Data Importer
The Data Importer turns CSV or TSV inputs into Infrahub object YAML and loads it onto a fresh branch. It introspects the live schema, maps columns to attributes by heuristic plus an up-front interview, splits denormalized inputs across the right kinds with the correct load order, and fails closed when a column has no schema home β without ever proposing a schema edit.
When to useβ
- Importing infrastructure data from a CSV or TSV export (NetBox, vendor inventories, spreadsheets)
- Loading a denormalized one-big-sheet export and splitting it across the right Infrahub kinds
- Bulk-loading initial data into a new Infrahub instance from a folder of CSVs
- Re-importing edits to existing rows by HFID (upsert)
- Importing data with lineage tagging via
source/owner/is_protected
What it producesβ
- Numbered object YAML files (
01_manufacturers.yml,02_sites.yml,10_devices.yml, β¦) that conform to the Object Manager envelope (apiVersion: infrahub.app/v1,kind: Object,spec.kind,spec.data) - A fresh import branch created via
infrahubctl branch createbefore any validate or load - A confirmed mapping plan from the up-front interview, locked before the first file is written
- Local self-check against Object Manager rules, followed by server-side
infrahubctl object validate, followed byobject loadβ all scoped to the import branch - Optional
source/owner/is_protectedmetadata stamping when the user opts in
Example promptsβ
- "Import
devices.csvinto Infrahub on a fresh branch" - "Convert this denormalized CSV with manufacturer, location, and device columns into separate object files in the right load order"

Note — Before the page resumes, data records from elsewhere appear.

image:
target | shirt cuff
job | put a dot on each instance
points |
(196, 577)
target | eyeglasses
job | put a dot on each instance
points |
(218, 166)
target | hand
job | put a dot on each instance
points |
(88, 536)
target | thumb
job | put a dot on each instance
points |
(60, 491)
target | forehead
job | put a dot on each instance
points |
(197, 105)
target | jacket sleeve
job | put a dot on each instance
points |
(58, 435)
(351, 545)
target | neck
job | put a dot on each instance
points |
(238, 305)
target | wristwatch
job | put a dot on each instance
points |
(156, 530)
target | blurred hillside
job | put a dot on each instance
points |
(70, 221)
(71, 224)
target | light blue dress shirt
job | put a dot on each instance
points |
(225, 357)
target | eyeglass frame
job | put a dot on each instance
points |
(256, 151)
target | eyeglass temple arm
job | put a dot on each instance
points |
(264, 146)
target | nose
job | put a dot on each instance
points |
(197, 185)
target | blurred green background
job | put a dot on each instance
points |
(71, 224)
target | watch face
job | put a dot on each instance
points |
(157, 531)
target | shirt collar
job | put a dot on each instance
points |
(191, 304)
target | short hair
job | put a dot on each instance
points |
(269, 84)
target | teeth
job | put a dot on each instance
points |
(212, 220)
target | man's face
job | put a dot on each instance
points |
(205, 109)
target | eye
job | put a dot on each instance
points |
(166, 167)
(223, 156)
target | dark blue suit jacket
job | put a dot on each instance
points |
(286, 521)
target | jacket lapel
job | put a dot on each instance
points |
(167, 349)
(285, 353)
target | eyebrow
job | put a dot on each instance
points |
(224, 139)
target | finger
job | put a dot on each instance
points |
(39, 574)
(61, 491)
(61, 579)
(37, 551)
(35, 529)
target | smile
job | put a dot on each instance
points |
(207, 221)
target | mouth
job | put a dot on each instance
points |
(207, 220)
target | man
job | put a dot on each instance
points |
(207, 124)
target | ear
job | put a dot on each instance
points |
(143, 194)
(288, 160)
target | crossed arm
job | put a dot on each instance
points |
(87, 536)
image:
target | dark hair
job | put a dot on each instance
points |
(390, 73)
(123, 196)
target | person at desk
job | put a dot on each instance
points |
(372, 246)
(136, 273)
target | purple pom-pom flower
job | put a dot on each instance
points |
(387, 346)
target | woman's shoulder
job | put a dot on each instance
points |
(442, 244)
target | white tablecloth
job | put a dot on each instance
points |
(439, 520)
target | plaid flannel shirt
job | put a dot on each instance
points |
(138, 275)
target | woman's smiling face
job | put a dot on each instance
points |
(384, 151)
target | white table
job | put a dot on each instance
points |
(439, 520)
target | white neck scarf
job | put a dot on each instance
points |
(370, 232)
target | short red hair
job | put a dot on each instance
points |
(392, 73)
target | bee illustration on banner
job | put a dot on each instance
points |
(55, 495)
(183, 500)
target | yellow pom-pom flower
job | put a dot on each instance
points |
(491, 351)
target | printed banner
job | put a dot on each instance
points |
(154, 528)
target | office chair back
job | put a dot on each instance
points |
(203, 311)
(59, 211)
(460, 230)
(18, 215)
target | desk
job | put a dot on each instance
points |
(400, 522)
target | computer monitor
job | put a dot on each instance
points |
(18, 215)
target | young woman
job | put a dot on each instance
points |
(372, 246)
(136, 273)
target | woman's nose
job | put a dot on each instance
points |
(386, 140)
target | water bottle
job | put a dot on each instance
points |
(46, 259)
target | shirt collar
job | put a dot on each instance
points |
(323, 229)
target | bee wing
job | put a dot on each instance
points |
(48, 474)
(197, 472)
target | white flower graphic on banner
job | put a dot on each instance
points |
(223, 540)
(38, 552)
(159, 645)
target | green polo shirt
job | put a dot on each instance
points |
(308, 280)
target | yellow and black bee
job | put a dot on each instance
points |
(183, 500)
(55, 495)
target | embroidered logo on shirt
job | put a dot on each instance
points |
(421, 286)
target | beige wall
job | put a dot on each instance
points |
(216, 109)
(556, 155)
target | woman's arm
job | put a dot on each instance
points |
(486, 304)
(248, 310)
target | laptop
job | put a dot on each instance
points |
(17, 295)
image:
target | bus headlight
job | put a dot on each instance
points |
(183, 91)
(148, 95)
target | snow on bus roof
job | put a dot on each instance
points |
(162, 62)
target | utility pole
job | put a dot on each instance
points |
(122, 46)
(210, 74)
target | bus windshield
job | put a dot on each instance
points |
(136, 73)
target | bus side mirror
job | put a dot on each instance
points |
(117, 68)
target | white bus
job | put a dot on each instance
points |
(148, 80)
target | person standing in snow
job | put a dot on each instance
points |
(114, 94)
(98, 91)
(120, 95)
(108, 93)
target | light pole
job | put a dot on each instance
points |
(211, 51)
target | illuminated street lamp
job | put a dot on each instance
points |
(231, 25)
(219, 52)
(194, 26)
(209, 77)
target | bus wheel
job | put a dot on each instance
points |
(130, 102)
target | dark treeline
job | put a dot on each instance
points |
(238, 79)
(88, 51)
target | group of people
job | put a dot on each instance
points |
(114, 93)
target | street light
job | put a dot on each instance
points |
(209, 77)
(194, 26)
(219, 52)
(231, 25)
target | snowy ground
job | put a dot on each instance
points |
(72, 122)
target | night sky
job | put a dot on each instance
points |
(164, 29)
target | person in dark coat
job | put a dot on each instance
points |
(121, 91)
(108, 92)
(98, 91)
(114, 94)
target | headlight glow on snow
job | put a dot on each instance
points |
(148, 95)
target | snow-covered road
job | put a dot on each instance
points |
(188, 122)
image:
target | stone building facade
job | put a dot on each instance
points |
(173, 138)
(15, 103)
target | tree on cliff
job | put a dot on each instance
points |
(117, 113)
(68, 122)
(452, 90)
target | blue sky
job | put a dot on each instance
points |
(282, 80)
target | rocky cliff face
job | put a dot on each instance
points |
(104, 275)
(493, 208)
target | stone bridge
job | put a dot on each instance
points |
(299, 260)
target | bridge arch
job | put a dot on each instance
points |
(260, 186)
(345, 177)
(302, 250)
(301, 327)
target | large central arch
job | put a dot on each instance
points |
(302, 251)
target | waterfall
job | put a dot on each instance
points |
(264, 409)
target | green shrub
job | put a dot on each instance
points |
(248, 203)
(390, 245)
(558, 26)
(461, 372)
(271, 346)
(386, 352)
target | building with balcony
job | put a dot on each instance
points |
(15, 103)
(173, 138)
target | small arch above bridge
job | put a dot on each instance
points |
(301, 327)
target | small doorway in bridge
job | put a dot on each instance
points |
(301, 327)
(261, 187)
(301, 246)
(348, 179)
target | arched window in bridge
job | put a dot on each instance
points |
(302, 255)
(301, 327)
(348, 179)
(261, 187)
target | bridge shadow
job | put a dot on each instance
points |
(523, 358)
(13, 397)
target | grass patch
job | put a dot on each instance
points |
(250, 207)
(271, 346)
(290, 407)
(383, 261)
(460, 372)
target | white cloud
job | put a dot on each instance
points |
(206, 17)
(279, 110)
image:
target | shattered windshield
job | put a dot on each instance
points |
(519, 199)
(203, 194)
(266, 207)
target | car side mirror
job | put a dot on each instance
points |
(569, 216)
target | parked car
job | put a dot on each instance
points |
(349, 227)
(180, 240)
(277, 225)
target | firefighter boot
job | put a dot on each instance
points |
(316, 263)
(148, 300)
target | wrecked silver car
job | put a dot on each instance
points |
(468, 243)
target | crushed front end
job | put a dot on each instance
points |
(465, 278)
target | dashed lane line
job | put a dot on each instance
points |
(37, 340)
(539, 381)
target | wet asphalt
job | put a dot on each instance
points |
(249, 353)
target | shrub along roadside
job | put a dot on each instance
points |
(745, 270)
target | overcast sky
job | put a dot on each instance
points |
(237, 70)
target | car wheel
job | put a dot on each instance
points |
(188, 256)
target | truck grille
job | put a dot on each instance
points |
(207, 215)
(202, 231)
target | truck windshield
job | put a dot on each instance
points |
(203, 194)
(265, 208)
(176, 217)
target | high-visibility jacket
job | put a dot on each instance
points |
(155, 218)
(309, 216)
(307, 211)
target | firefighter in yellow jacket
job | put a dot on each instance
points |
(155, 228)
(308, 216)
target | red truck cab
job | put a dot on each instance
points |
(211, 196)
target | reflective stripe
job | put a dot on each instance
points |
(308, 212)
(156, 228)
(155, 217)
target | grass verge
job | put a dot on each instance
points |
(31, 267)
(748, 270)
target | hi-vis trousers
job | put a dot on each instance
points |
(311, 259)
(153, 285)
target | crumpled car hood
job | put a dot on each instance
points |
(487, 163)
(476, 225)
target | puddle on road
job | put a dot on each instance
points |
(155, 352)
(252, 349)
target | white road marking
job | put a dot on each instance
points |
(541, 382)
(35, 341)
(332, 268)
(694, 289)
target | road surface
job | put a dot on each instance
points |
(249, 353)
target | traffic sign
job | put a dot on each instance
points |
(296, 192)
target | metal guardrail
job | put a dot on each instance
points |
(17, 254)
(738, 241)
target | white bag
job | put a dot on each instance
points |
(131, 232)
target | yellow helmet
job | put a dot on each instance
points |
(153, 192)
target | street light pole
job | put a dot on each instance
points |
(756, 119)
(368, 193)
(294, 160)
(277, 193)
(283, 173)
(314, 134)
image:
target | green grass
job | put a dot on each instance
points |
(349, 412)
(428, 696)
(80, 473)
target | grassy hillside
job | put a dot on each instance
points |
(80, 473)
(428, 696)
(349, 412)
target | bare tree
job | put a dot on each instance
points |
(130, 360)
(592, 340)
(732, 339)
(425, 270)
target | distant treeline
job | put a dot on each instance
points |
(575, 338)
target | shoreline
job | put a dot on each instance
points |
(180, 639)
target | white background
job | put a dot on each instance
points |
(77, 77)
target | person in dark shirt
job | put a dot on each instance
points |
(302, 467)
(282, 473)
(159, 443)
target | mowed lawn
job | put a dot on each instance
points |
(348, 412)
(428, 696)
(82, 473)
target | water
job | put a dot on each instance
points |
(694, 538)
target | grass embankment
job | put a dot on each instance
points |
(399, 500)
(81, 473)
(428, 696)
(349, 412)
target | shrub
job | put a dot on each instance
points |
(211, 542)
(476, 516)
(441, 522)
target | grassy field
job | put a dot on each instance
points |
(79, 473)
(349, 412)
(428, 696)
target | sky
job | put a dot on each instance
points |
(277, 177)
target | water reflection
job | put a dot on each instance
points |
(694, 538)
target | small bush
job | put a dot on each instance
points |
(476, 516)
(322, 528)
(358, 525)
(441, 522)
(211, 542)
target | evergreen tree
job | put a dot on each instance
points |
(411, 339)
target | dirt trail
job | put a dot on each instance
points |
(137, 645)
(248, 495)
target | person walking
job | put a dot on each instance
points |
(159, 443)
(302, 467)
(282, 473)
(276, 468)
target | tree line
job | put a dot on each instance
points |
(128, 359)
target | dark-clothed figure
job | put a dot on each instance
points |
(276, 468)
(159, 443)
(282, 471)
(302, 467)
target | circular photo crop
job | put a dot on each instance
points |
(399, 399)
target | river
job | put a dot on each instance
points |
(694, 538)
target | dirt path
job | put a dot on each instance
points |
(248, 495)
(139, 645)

- "Load these three CSVs (manufacturers, sites, devices) and resolve the references between them"
- "Import an interface CSV with
eth0..eth47ranges and collapse them withexpand_range: true" - "Import
assets.csvand stamp every value withsource: csv-import-20260622"
Key rules enforcedβ
- Schema is read-only β the skill never proposes attribute additions, dropdown choice additions, or any schema edit; an unmappable column triggers a fail-closed report and routes to the Schema Manager
- Up-front interview β every ambiguity (unmapped dropdown cells, denormalization splits, branch name, lineage opt-in) is batched into one question round before any file is written
- Branch-first β runs
infrahubctl branch create <name>beforeobject validateorobject load; the import never lands on the default branch - Local self-check before server validate β the emission is walked against the Object Manager rules locally first, so shape errors don't cost a branch that has to be discarded
- Dropdown label to choice name β UI-facing labels in the CSV (e.g.,
Active) are translated to the schema's choice name (e.g.,active) using a label-to-name lookup - Reference shape from HFID β relationship references emit as a scalar or a positional list based on the target node's
human_friendly_idlength, read directly from the schema - Range collapse for interfaces β contiguous sequences like
eth0..eth47collapse toeth[0-47]withparameters.expand_range: truewhen all sibling columns match across the range - Numbered load order β files use
NN_prefixes so referents load before referrers, and dependent kinds are emitted to higher-numbered files
Common mistakes it catchesβ
| Mistake | What the skill does instead |
|---|---|
| Dropping unmapped columns silently | Fails closed with a structured report of unmappable columns and the kinds checked |
| Emitting dropdown labels instead of choice names | Builds a labelβname table from the schema and emits the name |
| Wrong reference shape (scalar vs list) | Reads the target's human_friendly_id length and emits the matching shape |
| Repeated parent rows treated as duplicates | Detects the denormalization and asks whether to nest as component children or split into separate kinds |
| Emitting interface rows as 48 literal entries | Detects contiguous sequences with identical sibling columns and emits a single range row plus expand_range: true |
| Loading to the default branch | Creates a dedicated import branch and validates + loads there |
| Trying to resume a partial load | Discards the branch and re-runs with a fresh branch name (object load is not transactional across files) |
Validating and loadingβ
The skill produces these commands as part of the workflow. Run them in order on the import branch:
# Create the dedicated import branch (after the local self-check passes)
infrahubctl branch create csv-import-20260622-1430
# Validate the emission against the branch
infrahubctl object validate ./output_dir/ --branch csv-import-20260622-1430
# Load on success
infrahubctl object load ./output_dir/ --branch csv-import-20260622-1430
# If anything fails partway, discard the branch and re-run with a fresh name
infrahubctl branch delete csv-import-20260622-1430
The skill never edits the schema. If a CSV column has no attribute or relationship to map to, the skill stops with a list of the unmappable columns and the kinds it checked. Resolve the gap with the Schema Manager, then re-run.
For Excel inputs, export each sheet to CSV first β the skill covers CSV and TSV only. For LDJSON dumps from infrahubctl export dump, use infrahubctl import load instead; that's a different format and a different tool.